7. Esteja por perto, mas não invada o espaço: namorar, em muitos casos, pressupõe contato físico como beijos e abraços, e ninguém quer fazer isso na frente de adultos. Então proponha que o namoro ocorra em ambientes coletivos (na sala, por exemplo), mas permita que algumas saídas para passeios ocorram.
Também fique fora da sala por alguns momentos. Deixe o namoro acontecer e confie que os combinados serão cumpridos.

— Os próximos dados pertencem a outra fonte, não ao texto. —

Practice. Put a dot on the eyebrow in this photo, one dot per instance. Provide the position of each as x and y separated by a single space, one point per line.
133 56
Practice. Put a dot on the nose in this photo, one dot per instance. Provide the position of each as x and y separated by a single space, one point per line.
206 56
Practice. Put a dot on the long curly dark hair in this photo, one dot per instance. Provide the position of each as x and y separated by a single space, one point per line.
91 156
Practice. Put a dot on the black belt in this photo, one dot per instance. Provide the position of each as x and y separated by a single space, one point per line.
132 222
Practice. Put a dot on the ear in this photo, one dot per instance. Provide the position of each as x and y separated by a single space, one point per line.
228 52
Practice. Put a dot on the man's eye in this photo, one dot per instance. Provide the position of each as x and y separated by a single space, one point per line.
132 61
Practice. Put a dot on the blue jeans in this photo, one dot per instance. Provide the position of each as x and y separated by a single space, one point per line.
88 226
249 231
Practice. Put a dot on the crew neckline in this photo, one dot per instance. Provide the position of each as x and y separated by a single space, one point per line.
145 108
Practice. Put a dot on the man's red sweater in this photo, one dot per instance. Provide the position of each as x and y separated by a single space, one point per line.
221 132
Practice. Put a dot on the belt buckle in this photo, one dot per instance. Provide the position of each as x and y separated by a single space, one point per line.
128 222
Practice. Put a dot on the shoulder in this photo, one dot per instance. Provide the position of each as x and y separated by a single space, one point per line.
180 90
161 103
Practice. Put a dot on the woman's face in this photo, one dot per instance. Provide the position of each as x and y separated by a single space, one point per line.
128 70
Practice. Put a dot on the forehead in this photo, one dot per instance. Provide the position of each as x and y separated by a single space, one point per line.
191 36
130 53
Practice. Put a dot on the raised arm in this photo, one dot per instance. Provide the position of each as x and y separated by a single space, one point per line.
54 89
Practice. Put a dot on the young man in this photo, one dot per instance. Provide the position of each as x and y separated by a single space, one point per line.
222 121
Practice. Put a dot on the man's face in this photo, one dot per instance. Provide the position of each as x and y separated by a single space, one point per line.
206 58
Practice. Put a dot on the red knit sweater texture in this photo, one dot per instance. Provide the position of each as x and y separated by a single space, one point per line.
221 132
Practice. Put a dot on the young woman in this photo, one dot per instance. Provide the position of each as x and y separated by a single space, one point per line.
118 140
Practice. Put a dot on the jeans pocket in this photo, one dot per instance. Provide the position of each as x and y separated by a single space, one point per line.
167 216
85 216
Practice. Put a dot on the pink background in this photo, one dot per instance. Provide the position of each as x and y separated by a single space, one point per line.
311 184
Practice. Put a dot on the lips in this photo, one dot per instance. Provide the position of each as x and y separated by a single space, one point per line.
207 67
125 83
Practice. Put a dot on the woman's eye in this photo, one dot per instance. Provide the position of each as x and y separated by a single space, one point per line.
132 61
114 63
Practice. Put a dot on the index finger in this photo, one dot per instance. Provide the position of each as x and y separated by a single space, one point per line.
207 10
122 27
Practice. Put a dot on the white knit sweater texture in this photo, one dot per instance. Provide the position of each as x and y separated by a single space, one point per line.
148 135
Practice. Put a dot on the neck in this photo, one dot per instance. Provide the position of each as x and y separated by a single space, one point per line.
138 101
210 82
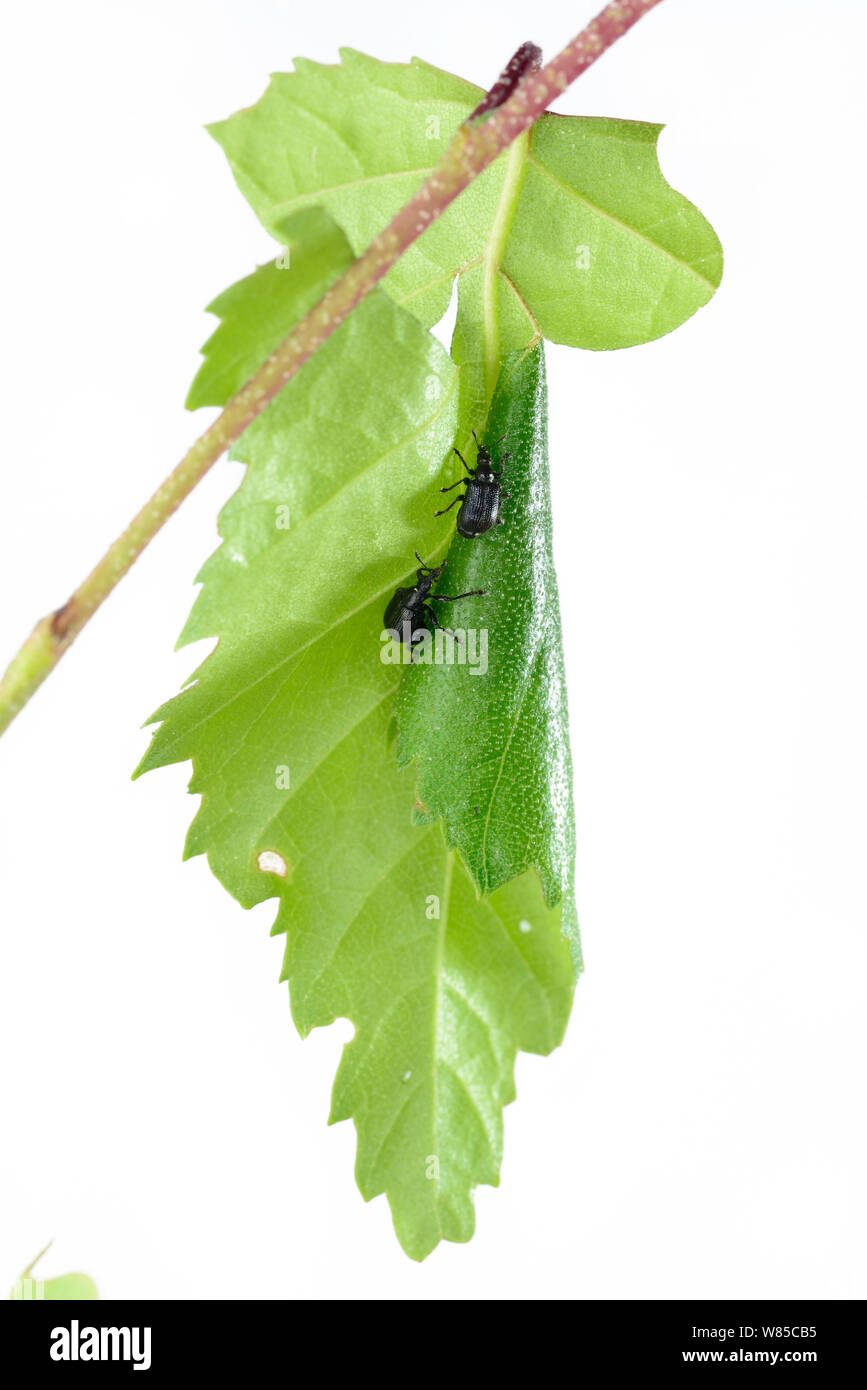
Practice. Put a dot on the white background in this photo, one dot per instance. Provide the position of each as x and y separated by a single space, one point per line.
702 1130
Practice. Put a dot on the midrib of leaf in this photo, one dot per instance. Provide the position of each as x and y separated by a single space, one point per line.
493 255
441 945
617 221
503 756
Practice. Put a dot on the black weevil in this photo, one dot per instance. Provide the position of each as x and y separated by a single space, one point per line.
411 605
481 502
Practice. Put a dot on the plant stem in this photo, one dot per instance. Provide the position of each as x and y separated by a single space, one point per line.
475 145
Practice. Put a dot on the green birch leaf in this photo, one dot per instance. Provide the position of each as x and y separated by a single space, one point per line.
599 250
489 731
31 1287
291 722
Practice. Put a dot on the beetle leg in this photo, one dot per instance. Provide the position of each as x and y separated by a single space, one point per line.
453 598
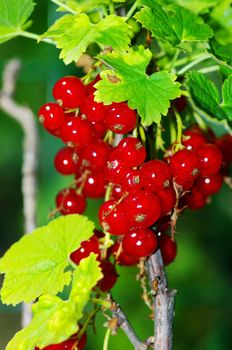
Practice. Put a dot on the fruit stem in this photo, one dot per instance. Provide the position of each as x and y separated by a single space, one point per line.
132 10
106 339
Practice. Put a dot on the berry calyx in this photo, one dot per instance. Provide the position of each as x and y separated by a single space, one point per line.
210 158
120 118
142 209
69 202
69 92
110 276
185 166
155 175
112 218
140 243
51 115
168 248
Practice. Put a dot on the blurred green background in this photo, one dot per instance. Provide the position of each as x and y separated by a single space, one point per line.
202 270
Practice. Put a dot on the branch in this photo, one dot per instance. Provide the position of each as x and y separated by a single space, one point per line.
124 324
164 301
24 116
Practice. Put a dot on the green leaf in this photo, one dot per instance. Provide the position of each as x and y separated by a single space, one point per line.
174 24
227 97
74 33
205 94
222 52
196 6
55 320
87 5
150 95
36 264
13 17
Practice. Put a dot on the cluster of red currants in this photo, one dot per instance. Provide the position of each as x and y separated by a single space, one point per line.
141 194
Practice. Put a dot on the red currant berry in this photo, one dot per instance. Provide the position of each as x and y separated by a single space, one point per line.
211 159
110 276
168 249
116 169
193 139
121 257
95 185
95 155
51 115
185 166
132 151
155 175
77 132
90 89
66 161
140 243
195 199
210 184
100 128
69 202
167 199
141 208
94 111
120 118
224 143
112 218
117 192
87 247
132 180
69 92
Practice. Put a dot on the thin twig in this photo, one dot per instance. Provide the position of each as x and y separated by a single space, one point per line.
164 301
24 116
124 324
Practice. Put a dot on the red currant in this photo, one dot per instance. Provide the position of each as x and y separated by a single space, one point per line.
140 243
120 118
185 166
69 92
121 257
94 111
110 276
95 155
195 199
87 247
69 202
224 143
77 132
168 249
155 175
51 115
116 169
100 128
66 161
193 139
210 184
211 159
142 208
112 218
95 185
132 151
167 199
132 180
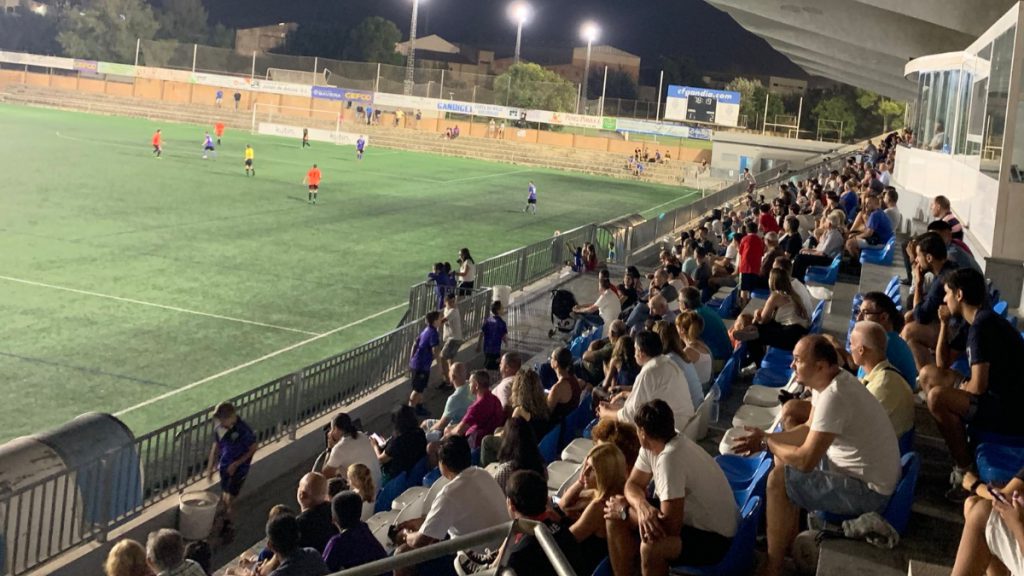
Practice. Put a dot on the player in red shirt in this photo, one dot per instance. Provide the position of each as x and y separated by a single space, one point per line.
752 251
312 180
218 129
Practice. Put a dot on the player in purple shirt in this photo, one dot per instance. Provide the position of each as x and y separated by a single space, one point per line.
420 361
531 199
232 450
493 335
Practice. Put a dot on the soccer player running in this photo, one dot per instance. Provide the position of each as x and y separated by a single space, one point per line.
531 199
208 147
312 180
360 146
250 171
218 129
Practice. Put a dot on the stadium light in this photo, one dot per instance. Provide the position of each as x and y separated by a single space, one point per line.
411 57
589 31
519 12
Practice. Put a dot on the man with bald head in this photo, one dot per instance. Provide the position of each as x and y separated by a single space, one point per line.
315 524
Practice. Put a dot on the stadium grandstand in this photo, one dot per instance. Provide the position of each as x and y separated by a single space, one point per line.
811 366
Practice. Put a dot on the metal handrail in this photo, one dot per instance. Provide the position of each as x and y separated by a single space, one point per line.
472 540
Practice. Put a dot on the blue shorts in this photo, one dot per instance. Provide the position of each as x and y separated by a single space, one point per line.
837 493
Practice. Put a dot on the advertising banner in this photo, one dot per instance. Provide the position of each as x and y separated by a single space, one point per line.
33 59
702 105
342 94
116 69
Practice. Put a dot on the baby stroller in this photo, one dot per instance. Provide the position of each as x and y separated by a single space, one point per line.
562 319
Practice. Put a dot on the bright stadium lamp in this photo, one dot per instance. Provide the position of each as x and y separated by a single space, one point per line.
589 31
519 12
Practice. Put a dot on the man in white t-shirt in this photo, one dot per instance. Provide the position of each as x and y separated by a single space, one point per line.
349 446
845 461
696 516
471 501
659 378
451 336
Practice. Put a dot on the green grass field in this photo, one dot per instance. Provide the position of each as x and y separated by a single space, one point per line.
153 288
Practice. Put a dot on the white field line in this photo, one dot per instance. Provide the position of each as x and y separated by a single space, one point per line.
252 362
154 304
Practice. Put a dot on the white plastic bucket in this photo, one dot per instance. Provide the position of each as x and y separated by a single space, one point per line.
502 294
196 513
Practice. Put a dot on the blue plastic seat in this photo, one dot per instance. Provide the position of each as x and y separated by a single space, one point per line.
882 255
739 470
998 462
897 512
418 471
757 486
549 445
739 560
390 491
826 276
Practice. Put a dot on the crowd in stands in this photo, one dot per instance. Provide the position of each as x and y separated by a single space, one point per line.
646 496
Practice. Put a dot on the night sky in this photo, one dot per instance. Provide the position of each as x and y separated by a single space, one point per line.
650 29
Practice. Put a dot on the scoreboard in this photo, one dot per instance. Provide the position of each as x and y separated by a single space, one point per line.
702 106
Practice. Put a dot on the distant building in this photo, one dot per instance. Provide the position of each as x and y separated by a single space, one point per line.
780 85
22 6
262 38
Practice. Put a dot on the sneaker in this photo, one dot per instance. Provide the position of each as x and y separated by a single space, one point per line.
468 562
873 528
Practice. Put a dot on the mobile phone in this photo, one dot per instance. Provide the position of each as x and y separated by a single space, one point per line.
996 494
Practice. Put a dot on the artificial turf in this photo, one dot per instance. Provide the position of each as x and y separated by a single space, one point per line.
124 277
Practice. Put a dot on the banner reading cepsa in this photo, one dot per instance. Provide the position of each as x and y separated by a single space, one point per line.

8. Fale sobre sexualidade e ato sexual: é difícil, muito difícil, mas você precisará conversar sobre "proteção do prazer" —eu gosto mais desse termo do que "prevenção à IST e gravidez". Proteger o prazer é aprender formas de viver o prazer sexual de modo seguro e responsável. Adolescentes, quer você queira, quer não, farão sexo, se desejarem, então que tenham informação para fazer isso de forma protegida. Fale de camisinha, de métodos contraceptivos (independentemente do gênero e orientação sexual de adolescentes). Informe-se sobre os recursos disponíveis no SUS (Sistema Único de Saúde) e divulgue para adolescentes em casa.
9. Fale sobre namoro saudável: converse periodicamente com adolescentes sobre como anda o namoro e observe também. Mantenha por perto, mas não invada (como dito no item 7), mostre que se algo acontecer no namoro e não for legal, você pode ajudar a lidar com a situação.
10. Cuide-se: quando adolescentes decidem namorar pela primeira vez, é comum que algumas pessoas adultas sintam medo do que pode vir, seja um relacionamento abusivo, IST ou gestação indesejada. Por isso, cuide-se, tenha espaços onde você pode trocar com outras pessoas adultas que estão no mesmo momento, escreva um diário ou busque psicoterapia. A psicoterapia não serve somente para falar de dores e traumas, mas também para organizar as ideias e refletir sobre um momento desafiador da vida.
Desejo que você e os adolescentes com quem você convive e é responsável tenham um percurso bonito nessa nova fase onde o namoro pode aparecer.
Com respeito e construção coletiva, vai dar tudo certo!